The close election portent

Hmm. Another bad sign.

I saw CNN running a promo for its election season coverage, a teaser purporting to remind us to stick with CNN when the election is upon us.

At face value, is that not odd? Wouldn’t we be judging our news source based on its reporting of today’s news, instead of its relative foresight of tomorrow’s excitements? Also, are we not already CNN watchers if we are seeing the ads? This is not like advertizing one TV show to viewers of another. It’s like promoting the second half of the Superbowl during the first half. Pointless, I’d say, unless we have something to spin with the promotion.

CNN’s election 2006 hook? The CNN tagline was “Election 2006: How close will it be?”

How close will it be?

Has anyone said it will be close? At present the GOP is getting a trouncing. All the Republican yahoos have egg on their faces and the public wants to run the bums out. It’s happening all over, if not so widely celebrated on mainstream news.

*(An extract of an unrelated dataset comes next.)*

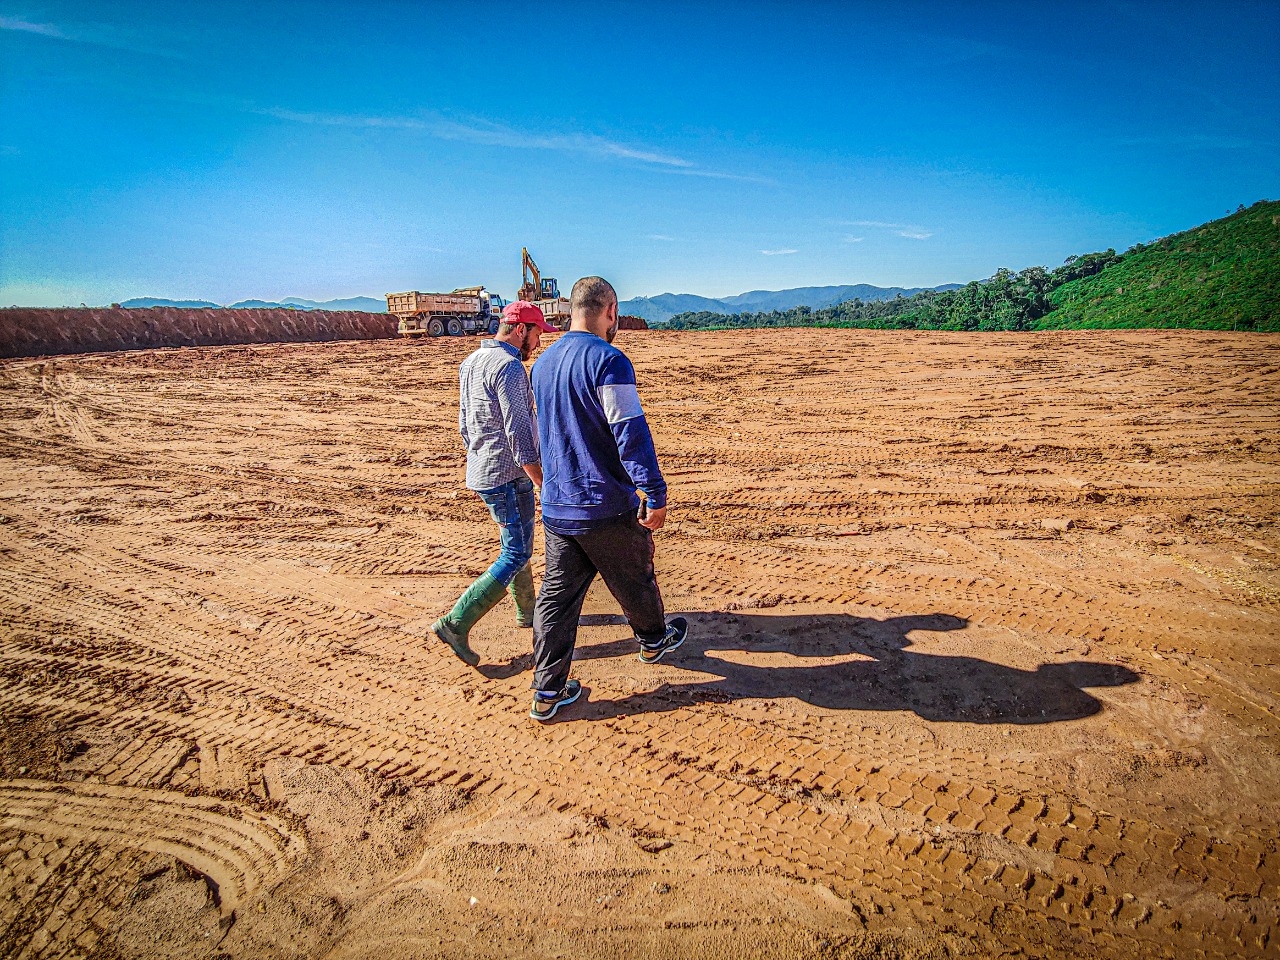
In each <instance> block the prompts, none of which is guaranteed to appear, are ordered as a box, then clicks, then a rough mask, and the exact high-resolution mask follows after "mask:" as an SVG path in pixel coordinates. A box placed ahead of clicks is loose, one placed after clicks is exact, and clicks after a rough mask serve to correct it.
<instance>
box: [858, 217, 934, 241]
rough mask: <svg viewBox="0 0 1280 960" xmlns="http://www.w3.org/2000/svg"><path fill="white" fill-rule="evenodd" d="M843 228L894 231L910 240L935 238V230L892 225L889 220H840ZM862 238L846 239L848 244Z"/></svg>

Nevertheless, someone thinks the election in November will be close. Who? My guess it’s Diebold.

I’m guessing that Diebold would like to pave the way for an election result they can live with. To do this they first have to create an anticipation that the election will be close. Too close to call in fact. Then it won’t be such a surprise when the winners are… Republicans! By a nose!

When our media anchors began to report that the Mexican election was going to be very close, the fix was in. How chilling it was to hear. Until then everybody’s favorite Obrador had been leading throngs of supporters through the streets of Mexico City, leading a peaceful revolution against the entrenched pro-US corruption government. Mexico was following the populist flow of the Latin American justice and equality movement.

Then apparently the election was looking to be close. What, were there suddenly just as many entrenched corrupt bureaucrat voters as there were oppressed masses? Where would that voter parity come from, if not electronic ghost votes?

And now the Mexican election is being decided by their supreme court. Sound familiar?